The Interference: What I do

I've been dogged by poor health for a few weeks now - a cough that won't shift, some sort of virus hanging around me, poor sleep - and a few of my friends, clients and colleagues have started up a loving interference. 'What time did you go to bed last night?' they enquire nosily. 'You should eat more,' one ordered, poking me hard in the ribs in her lovingly cruel and intimate way. Go to the doctor, eat more protein ('Of course you're sick, you're a vegetarian,' bossed one), take Vitamin C, try this online insomnia course... the friends of mine with the most advice - those who are most critical of my lifestyle choices, the most persistently interfering - I know they are the ones who love me the best. When we interfere in something which isn't strictly our business ('You are my business!' one is berating me now, in my head) we are generating work for ourselves, busying ourselves with someone else's To Do list, Taking Over when we think our friends are failing to do a good enough job on their own. Our love for them shows itself in how clear a vision we have developed of What They Should Be, What They Need: we have thought hard about them, and have reached some pretty clear conclusions.

And if I had to put my finger on exactly what it is I do most of every day when I sit at my desk, this is what I'd choose: I interfere. I'm one of Those agents, a Meddler. Ah, you knew that...

You see, I have thought hard already about each of my authors and reached some pretty clear conclusions about What They Should Be, What They Need. They and I have spent real time before every deal, at the start of every book, wondering where she or he fits into the marketplace. We have already identified why we think publishers and then readers should buy this book and not another; what is special about what this author does; what is the irresistable hook of this book which needs highlighting; why the title works. And, later, I can use that strategic thinking and creative energy to help publishers with full lists and multiple challenges to publish my author with particular focus and intent.

What you need to make a book is an author and a publisher. What some don't think you need is a middle person, third wheel, outsider, interested party, someone neither creatively nor operationally essential; a fifteen percenter. I disagree; I'm exactly what my clients need and have asked for, paid for, sought out. And what they have asked me to do is to look over their shoulder at all times, to intrude into their business, to intervene on their behalfs, to get involved. And so I embrace The Interference.

How to interfere effectively, and on what subjects to trespass, varies with each publisher - each imprint benefits from input from an agent on some things; resists or doesn't require input on other things. I had lunch with a publisher with whom I have never had a book the other day. We discussed The Interference and I confessed that I didn't know in what way I'd Interfere in their business, because I don't know yet what they tend to want...or to forget.

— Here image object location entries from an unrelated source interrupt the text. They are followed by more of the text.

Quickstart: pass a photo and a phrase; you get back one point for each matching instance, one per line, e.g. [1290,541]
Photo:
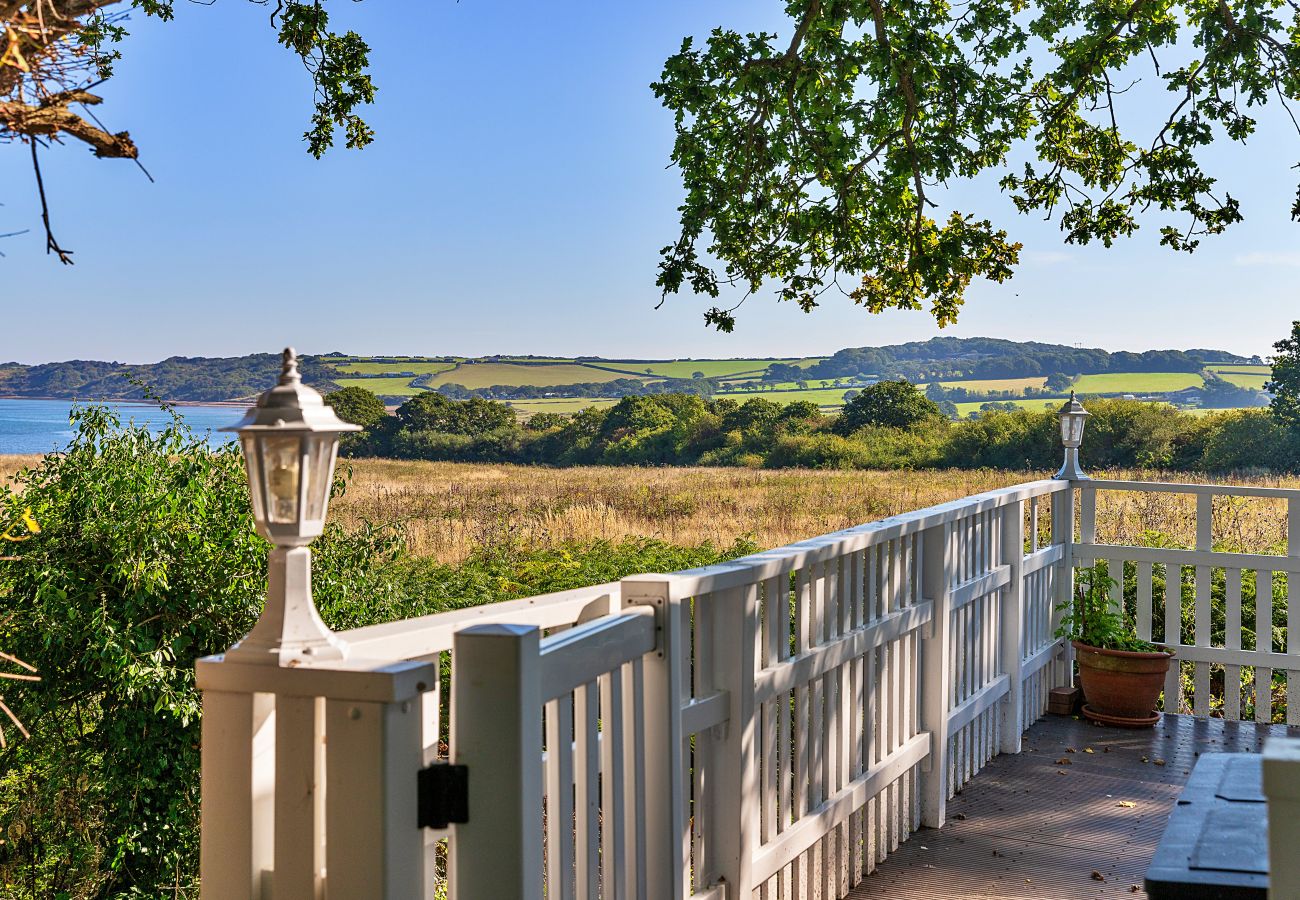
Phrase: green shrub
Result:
[146,561]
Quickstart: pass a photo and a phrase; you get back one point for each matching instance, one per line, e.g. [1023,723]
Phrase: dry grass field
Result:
[451,509]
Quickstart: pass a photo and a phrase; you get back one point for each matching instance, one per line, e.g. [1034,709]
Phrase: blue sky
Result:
[514,202]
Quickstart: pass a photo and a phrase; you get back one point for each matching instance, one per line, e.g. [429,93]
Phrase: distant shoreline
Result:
[233,405]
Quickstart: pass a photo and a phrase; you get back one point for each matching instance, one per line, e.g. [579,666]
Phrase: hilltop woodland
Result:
[224,379]
[817,159]
[113,598]
[888,424]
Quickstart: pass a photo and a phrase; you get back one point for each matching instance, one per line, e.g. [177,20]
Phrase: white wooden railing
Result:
[1187,621]
[770,727]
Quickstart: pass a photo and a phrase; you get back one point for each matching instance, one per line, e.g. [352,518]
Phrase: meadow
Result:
[735,376]
[380,368]
[485,375]
[713,368]
[986,385]
[395,386]
[1036,403]
[1136,383]
[453,509]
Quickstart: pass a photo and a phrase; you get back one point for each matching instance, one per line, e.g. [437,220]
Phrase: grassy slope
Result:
[485,375]
[1240,370]
[398,386]
[1255,381]
[1036,403]
[996,384]
[1136,383]
[528,407]
[455,507]
[378,368]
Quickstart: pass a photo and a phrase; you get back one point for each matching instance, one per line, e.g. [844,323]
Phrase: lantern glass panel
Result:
[1071,429]
[320,470]
[252,463]
[282,464]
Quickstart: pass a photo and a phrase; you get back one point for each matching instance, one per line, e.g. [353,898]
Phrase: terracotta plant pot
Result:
[1121,687]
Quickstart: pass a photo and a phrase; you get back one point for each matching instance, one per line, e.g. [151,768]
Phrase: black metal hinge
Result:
[443,795]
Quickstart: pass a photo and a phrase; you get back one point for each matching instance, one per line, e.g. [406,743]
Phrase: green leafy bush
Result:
[1095,619]
[146,561]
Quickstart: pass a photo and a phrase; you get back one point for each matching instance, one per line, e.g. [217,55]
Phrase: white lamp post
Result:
[1073,419]
[290,441]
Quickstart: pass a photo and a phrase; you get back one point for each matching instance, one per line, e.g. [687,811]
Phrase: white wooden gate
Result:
[768,727]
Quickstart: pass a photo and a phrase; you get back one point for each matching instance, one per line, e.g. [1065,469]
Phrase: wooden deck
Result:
[1054,822]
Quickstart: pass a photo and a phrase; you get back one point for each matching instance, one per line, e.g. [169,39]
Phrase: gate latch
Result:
[443,795]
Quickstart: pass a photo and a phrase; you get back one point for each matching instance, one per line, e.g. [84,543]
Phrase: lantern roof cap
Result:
[291,406]
[1073,407]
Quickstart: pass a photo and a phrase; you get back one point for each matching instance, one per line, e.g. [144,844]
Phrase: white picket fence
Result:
[1199,650]
[771,727]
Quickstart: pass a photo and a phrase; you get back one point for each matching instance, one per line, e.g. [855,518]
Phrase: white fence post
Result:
[1013,605]
[373,844]
[1062,533]
[664,801]
[232,852]
[497,732]
[1282,788]
[936,678]
[735,807]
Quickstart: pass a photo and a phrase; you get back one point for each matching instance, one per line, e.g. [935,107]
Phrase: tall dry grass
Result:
[451,509]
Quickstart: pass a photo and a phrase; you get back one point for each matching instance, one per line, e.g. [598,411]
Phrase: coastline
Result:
[232,405]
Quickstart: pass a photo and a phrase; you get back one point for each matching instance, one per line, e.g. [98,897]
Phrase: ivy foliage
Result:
[146,559]
[819,159]
[1285,381]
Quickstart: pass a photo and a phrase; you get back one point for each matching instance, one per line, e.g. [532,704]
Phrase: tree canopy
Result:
[818,159]
[887,403]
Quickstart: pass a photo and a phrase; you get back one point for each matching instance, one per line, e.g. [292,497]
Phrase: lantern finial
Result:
[290,441]
[1073,419]
[289,368]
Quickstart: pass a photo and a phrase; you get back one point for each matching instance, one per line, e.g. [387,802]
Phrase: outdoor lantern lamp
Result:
[290,441]
[1073,419]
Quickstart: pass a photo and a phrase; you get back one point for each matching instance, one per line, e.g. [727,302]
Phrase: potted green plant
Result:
[1121,674]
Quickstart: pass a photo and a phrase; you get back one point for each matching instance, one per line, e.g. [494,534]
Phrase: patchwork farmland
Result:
[566,385]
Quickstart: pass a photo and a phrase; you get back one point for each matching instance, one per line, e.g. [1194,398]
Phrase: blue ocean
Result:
[43,425]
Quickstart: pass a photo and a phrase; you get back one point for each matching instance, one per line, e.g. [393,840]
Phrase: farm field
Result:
[380,368]
[733,376]
[450,510]
[713,368]
[1036,403]
[567,406]
[819,396]
[395,386]
[1255,381]
[1240,370]
[996,384]
[453,509]
[1136,383]
[485,375]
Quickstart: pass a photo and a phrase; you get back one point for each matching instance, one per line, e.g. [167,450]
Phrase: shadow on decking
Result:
[1034,829]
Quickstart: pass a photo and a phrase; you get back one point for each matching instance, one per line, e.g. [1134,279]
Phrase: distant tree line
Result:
[993,358]
[888,425]
[586,389]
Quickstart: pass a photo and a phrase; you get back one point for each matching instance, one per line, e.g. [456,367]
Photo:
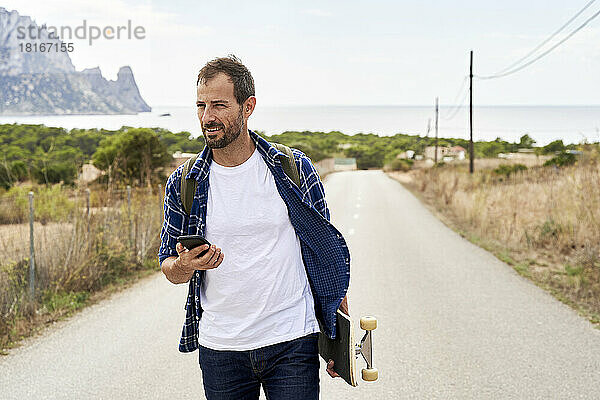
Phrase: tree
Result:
[134,153]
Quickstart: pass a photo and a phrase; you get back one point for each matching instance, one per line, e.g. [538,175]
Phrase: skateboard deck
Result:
[341,349]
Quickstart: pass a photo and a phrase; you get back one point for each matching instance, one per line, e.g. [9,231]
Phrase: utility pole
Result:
[471,155]
[436,118]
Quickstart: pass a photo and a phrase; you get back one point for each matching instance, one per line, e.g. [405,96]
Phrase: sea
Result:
[572,124]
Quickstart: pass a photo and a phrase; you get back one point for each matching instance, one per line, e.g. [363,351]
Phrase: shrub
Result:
[399,164]
[561,160]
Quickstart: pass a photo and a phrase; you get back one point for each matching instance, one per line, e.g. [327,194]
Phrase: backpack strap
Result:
[188,186]
[288,163]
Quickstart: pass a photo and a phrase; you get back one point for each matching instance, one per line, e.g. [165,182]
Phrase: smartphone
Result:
[192,241]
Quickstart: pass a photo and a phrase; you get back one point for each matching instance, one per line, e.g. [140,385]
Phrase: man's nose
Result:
[207,116]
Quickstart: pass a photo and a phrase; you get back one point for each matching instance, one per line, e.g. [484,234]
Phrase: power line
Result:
[451,113]
[512,71]
[526,56]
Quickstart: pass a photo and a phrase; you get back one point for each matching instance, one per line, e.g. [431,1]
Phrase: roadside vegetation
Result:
[543,219]
[91,239]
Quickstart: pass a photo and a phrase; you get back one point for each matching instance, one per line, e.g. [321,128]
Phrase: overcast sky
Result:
[342,52]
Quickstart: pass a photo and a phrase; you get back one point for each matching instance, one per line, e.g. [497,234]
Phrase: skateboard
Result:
[344,352]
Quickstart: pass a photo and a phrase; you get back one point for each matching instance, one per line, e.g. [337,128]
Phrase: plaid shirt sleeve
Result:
[174,218]
[312,187]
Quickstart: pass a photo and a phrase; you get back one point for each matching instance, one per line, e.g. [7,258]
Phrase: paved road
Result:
[454,322]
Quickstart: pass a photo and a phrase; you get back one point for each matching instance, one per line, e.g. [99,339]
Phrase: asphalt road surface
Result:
[454,322]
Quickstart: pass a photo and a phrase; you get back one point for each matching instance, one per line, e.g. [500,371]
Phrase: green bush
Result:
[400,164]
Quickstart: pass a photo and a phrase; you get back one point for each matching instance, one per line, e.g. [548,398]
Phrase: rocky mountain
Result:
[46,82]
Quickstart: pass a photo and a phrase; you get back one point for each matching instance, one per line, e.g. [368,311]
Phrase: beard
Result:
[229,133]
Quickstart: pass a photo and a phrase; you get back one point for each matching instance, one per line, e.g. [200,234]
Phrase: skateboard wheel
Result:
[370,374]
[368,323]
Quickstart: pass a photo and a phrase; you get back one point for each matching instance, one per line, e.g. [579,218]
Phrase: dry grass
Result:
[76,254]
[544,221]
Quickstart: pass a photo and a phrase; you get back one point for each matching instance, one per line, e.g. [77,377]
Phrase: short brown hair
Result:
[243,83]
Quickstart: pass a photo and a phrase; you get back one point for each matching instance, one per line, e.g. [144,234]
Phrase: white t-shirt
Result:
[259,295]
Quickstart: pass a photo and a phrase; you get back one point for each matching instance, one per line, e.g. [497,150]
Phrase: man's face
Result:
[220,115]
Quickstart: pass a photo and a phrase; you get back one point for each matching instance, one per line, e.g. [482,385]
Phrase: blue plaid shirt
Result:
[324,250]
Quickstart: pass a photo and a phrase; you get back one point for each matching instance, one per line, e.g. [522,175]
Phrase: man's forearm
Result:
[173,273]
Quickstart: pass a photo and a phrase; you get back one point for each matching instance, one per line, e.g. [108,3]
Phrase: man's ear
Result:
[248,107]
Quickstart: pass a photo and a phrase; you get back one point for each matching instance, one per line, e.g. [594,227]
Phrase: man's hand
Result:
[180,269]
[188,260]
[344,309]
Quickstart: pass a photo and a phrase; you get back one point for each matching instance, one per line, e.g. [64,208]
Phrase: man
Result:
[276,270]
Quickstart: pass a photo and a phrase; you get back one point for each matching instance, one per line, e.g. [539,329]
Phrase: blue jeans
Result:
[287,371]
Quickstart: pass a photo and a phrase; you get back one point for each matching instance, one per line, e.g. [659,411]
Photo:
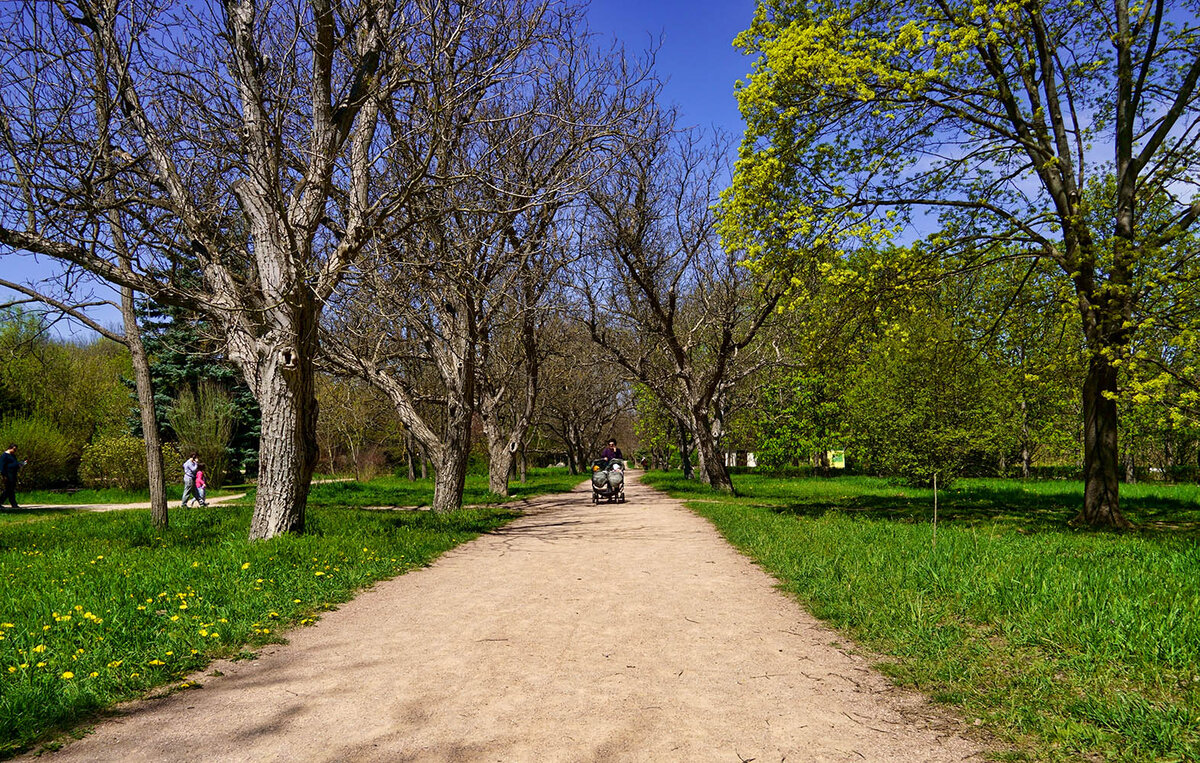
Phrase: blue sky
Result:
[696,58]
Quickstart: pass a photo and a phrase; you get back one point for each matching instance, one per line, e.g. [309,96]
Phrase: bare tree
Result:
[585,394]
[223,131]
[131,337]
[664,299]
[525,106]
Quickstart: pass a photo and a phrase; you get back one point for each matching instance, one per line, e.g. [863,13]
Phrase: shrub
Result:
[51,455]
[120,461]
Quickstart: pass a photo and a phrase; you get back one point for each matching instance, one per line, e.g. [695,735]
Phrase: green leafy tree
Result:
[203,421]
[863,115]
[923,403]
[186,353]
[801,419]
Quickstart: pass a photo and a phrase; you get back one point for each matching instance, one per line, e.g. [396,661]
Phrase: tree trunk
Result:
[449,478]
[713,470]
[684,454]
[287,396]
[145,408]
[499,467]
[1101,468]
[408,456]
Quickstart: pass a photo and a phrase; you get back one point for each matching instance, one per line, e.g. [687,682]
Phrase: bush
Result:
[120,461]
[51,455]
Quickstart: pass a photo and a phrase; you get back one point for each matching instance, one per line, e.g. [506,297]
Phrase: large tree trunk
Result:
[499,467]
[286,392]
[685,454]
[713,470]
[1101,467]
[408,456]
[449,476]
[145,408]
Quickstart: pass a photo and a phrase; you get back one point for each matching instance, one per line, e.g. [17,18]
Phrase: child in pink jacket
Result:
[201,482]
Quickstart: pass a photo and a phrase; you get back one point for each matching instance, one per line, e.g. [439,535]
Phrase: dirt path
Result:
[579,632]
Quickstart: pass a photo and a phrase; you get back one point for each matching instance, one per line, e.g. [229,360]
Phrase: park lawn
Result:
[100,607]
[1065,643]
[107,496]
[400,492]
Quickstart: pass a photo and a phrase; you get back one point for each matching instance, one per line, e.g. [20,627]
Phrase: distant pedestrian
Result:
[190,467]
[9,469]
[201,482]
[611,451]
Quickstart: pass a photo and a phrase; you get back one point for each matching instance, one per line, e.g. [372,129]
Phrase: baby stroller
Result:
[609,480]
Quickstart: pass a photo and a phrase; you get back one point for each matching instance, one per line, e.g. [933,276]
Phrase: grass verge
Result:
[96,608]
[1068,644]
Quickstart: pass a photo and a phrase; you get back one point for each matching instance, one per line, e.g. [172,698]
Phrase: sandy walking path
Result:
[579,632]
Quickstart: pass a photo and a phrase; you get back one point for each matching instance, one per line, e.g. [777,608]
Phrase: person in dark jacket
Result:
[611,451]
[9,469]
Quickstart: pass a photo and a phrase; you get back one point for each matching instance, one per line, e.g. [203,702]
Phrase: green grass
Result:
[1066,643]
[101,607]
[105,496]
[399,492]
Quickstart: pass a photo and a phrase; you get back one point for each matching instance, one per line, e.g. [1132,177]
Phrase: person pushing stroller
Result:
[609,475]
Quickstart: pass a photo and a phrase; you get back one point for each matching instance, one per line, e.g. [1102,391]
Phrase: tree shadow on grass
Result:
[1044,509]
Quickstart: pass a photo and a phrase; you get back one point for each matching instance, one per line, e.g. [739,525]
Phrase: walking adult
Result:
[9,468]
[190,467]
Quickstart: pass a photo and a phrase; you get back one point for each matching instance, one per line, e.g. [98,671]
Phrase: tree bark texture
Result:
[1101,454]
[709,460]
[159,515]
[499,467]
[285,374]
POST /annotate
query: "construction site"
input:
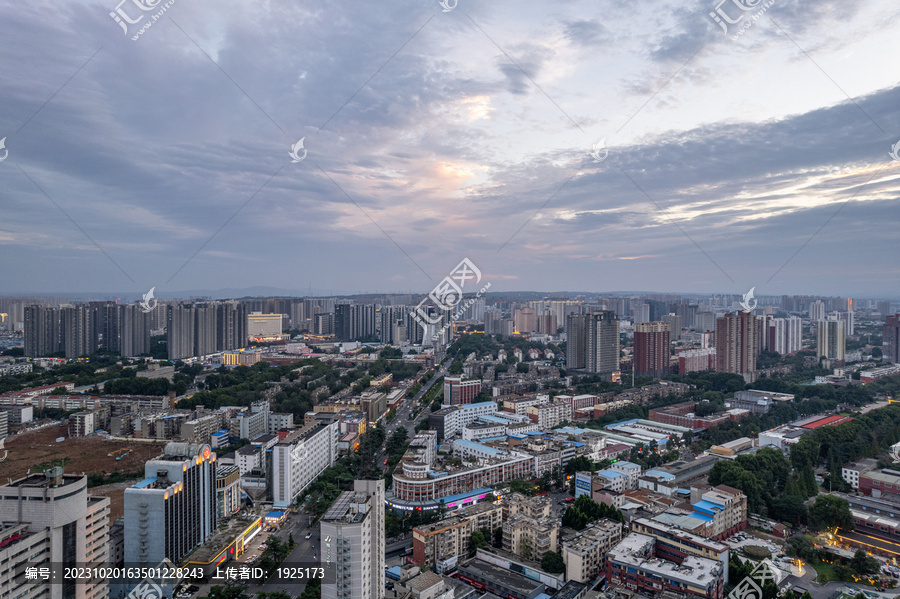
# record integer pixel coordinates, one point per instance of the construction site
(118, 463)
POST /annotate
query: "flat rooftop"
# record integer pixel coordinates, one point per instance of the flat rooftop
(636, 551)
(510, 580)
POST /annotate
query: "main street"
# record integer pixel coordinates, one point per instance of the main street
(401, 418)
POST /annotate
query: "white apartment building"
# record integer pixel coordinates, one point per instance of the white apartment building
(50, 518)
(301, 457)
(352, 542)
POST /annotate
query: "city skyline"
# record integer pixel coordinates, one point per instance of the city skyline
(480, 132)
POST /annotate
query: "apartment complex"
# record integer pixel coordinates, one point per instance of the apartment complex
(301, 457)
(173, 509)
(352, 542)
(585, 553)
(49, 519)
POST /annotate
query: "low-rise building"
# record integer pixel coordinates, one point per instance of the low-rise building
(850, 473)
(758, 402)
(584, 553)
(635, 563)
(531, 538)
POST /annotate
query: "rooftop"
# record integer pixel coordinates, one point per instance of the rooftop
(636, 551)
(510, 580)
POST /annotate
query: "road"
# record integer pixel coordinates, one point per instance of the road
(403, 412)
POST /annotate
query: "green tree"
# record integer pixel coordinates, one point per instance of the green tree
(829, 511)
(553, 563)
(863, 564)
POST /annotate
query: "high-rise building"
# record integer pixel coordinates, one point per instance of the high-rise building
(602, 342)
(891, 338)
(526, 320)
(576, 341)
(831, 340)
(352, 542)
(299, 458)
(41, 331)
(393, 324)
(324, 324)
(786, 335)
(491, 317)
(231, 326)
(735, 343)
(354, 321)
(651, 348)
(640, 312)
(173, 509)
(817, 310)
(49, 518)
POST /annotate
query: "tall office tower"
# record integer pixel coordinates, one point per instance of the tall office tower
(414, 331)
(180, 331)
(354, 321)
(367, 321)
(547, 324)
(526, 320)
(352, 542)
(49, 518)
(817, 310)
(831, 341)
(735, 343)
(490, 322)
(475, 312)
(41, 331)
(787, 303)
(891, 338)
(705, 321)
(299, 458)
(675, 324)
(688, 314)
(299, 316)
(640, 312)
(651, 348)
(135, 336)
(846, 319)
(786, 335)
(173, 509)
(205, 333)
(392, 324)
(657, 310)
(323, 324)
(78, 337)
(602, 342)
(231, 326)
(762, 323)
(576, 341)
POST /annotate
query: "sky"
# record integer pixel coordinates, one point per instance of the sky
(593, 145)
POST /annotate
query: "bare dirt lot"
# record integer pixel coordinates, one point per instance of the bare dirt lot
(38, 450)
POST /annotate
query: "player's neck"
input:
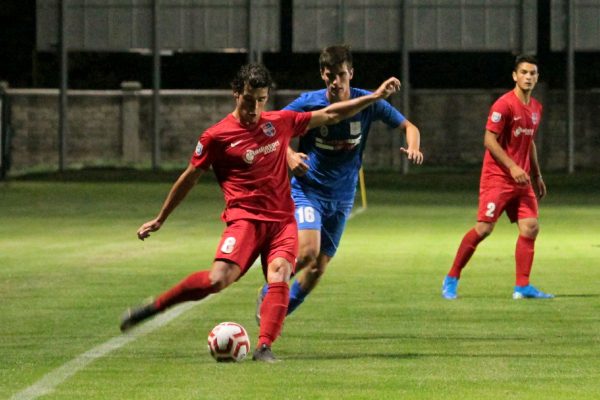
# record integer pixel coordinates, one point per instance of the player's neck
(342, 97)
(523, 95)
(246, 124)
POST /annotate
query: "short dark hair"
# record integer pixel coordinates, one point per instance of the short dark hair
(521, 58)
(335, 55)
(255, 75)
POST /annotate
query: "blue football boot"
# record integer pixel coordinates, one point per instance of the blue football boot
(449, 287)
(530, 292)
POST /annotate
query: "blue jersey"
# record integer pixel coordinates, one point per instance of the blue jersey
(335, 151)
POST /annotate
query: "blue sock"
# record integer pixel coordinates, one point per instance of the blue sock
(297, 296)
(264, 290)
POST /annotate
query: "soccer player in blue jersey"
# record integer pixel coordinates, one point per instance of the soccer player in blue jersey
(326, 169)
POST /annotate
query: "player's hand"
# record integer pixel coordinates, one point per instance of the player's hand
(296, 162)
(387, 88)
(519, 175)
(150, 226)
(540, 187)
(413, 155)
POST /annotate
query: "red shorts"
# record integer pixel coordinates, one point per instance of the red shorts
(495, 197)
(244, 240)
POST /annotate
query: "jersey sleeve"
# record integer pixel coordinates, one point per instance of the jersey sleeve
(383, 111)
(203, 156)
(386, 113)
(498, 117)
(298, 121)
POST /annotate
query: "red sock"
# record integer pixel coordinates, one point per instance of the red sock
(524, 259)
(272, 312)
(195, 287)
(465, 251)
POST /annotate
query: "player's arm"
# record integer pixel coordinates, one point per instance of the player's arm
(490, 142)
(413, 141)
(337, 112)
(536, 173)
(179, 190)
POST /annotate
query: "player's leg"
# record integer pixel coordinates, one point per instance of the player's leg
(333, 222)
(491, 204)
(235, 254)
(273, 308)
(308, 262)
(308, 217)
(527, 221)
(194, 287)
(465, 251)
(280, 256)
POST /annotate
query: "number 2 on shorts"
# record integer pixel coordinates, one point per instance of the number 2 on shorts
(491, 207)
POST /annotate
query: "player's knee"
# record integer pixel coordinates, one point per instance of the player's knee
(484, 229)
(307, 259)
(223, 275)
(279, 270)
(530, 231)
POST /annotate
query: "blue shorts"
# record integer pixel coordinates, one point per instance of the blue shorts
(327, 216)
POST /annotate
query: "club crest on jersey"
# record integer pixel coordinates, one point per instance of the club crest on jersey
(535, 118)
(268, 129)
(199, 148)
(250, 154)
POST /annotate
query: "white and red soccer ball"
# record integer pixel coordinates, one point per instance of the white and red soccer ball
(228, 342)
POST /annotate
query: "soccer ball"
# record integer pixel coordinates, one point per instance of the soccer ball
(228, 342)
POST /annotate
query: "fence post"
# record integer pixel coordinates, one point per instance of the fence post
(4, 126)
(130, 122)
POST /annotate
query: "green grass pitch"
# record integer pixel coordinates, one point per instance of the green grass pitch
(376, 327)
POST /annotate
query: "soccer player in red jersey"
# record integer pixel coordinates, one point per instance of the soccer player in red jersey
(247, 152)
(510, 180)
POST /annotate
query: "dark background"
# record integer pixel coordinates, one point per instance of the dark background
(22, 66)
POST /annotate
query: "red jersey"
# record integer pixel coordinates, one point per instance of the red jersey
(250, 165)
(516, 125)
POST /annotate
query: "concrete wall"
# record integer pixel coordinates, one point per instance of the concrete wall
(113, 128)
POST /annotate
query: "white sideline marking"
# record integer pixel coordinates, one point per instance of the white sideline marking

Here are some of the things in which I interfere: editorial notes; title; scheduling; jacket blurb; shoutline; jacket; jacket; jacket; press release; marketing strategy; metadata; use of digital assets; pricing; journalistic ideas; format; publicity plans; target market; backlist promotions; special sales; sales sales....is there anything missing? It should be a list of: everything. I use the knowledge I have of what other publishers are doing with my other authors' books to provoke new strategy. And of course all this gatecrashing pisses publishers off sometimes. But of course they forgive me (right? right??). Why? Because sometimes I'm right. And because everyone needs a middle person, a third wheel, an outside view, an interested party: someone neither creatively nor operationally essential but fucking useful.

Sometimes it's difficult to gauge the impact of my loving interference. No agent can conjure large marketing budgets when none exist; agents can't force Tesco's hand; or stop an editor from leaving; we can't usually guarantee newspaper reviews. But I have had a couple of occasions recently to be reassured that I'm making a big difference for most of my authors; that the little things I do are adding up to a lot; that the list of questions I ask of my clients' publishers is generating new answers; that my nagging is reaping rewards. I'm glad. I care about those questions; just as my friends care about me, so I care about this... I care a lot.

And yes I'll take the Vitamin C. Thanks for The Interference.

N.B. This week's illustration is 'Words' (c) Agnes Martin1961 and currently on display at Tate Modern.